Abstract

In Embodying Masculinities, Josep M. Armengol suggests two limitations of current work on the body: most studies focus on women’s bodies and little focus has been dedicated to bodily representations. The volume seeks to address these lacunae by exploring male bodies in US culture through literary and filmic representations. What’s more, the collection is “centrally concerned with showing how the (male) body has recurrently been used as a political tool reflecting and/or contesting different ideologies in different ways at different points” (p. 4).
Teresa Requena-Pelegrí opens the volume by demonstrating how characters in Ernest Hemingway’s The Sun Also Rises challenge the 1920’s manly ideal of “bodily wholeness.” The permeability of the era’s hegemonic masculinity, Requena-Pelegrí suggests, is revealed through several characters’ strategic negotiation of different hegemonic and non-hegemonic subject positions. Thus, there exists a gendered hierarchy of masculinities intrinsically connected to the construction of the male body. Proceeding decennially, the nine chapters in the collection call into question the hard–soft, masculine–effete binary.

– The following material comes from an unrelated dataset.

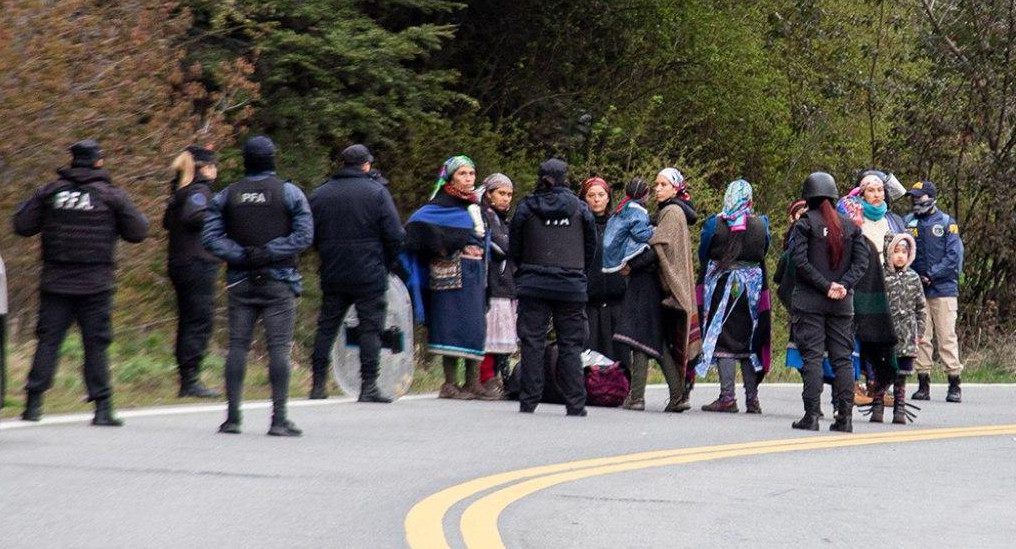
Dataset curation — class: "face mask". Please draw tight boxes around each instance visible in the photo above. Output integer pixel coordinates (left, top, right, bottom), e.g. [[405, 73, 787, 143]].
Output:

Esther Zaplana, for example, suggests the bodily representations and practices of glam rock artists during the 1960s and 1970s highlight the capacity for male bodies to destabilize hegemonic models of masculinity, while simultaneously reminding readers that bodily representations reflect political ideologies. That is, glam rock artists’ embrace of traditionally feminine dress and symbolic acts of male homosexuality struck a chord with the subversive political consciousness of the civil rights era because audiences saw this as transgressive against conventional norms.

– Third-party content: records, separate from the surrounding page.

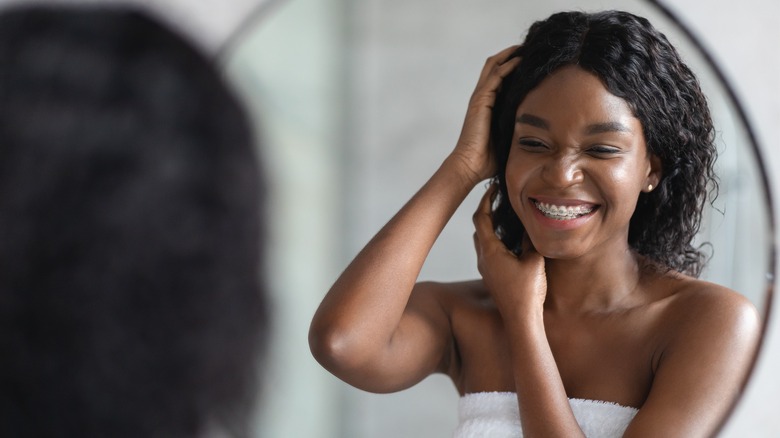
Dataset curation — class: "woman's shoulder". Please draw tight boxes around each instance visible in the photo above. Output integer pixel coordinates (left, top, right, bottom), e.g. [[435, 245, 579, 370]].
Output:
[[414, 279, 492, 307], [648, 273, 760, 344]]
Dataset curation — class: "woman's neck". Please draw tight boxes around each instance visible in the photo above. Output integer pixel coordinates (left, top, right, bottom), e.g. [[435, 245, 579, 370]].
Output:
[[545, 246, 643, 313]]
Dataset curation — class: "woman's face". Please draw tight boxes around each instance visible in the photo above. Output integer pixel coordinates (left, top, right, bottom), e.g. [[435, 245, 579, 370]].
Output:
[[506, 66, 660, 259]]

While all the essays do well at challenging dichotomous notions of masculinity, Sara Martín’s analysis of differential representations of King Leonidas of Sparta is exemplary. Martín shows how Leonidas’ balance between restraint and excess in Rudolph Maté’s 1962 film The 300 Spartans can be read as a reflection of the self-control that Cold War politics demanded. In contrast, Leonidas’ excess ferocity and neo-barbarianism in Frank Miller’s graphic novel and Zack Snyder’s film adaptations can be read as reflections of the excesses of George W. Bush’s “hard body” post-Reaganite military policies. Martín’s analysis, though, penetrates deeper than the rest by highlighting how both racialization and feminization are used to prop up hegemonic masculinity. Emperor Xerxes I, the antagonist of the battle of Thermopylae, is represented as embodying homosexuality through his absurd bodily decoration and drag-queen vocal tones as well as being generically nonwhite through his tanned body. Yet, by commanding a vast army Xerxes is not disempowered. Thus, Leonidas’ sacrificial heroism is contingent on a feminized and racialized Other. Martín’s move toward an intersectional analysis is, unfortunately, what separates her work from the rest.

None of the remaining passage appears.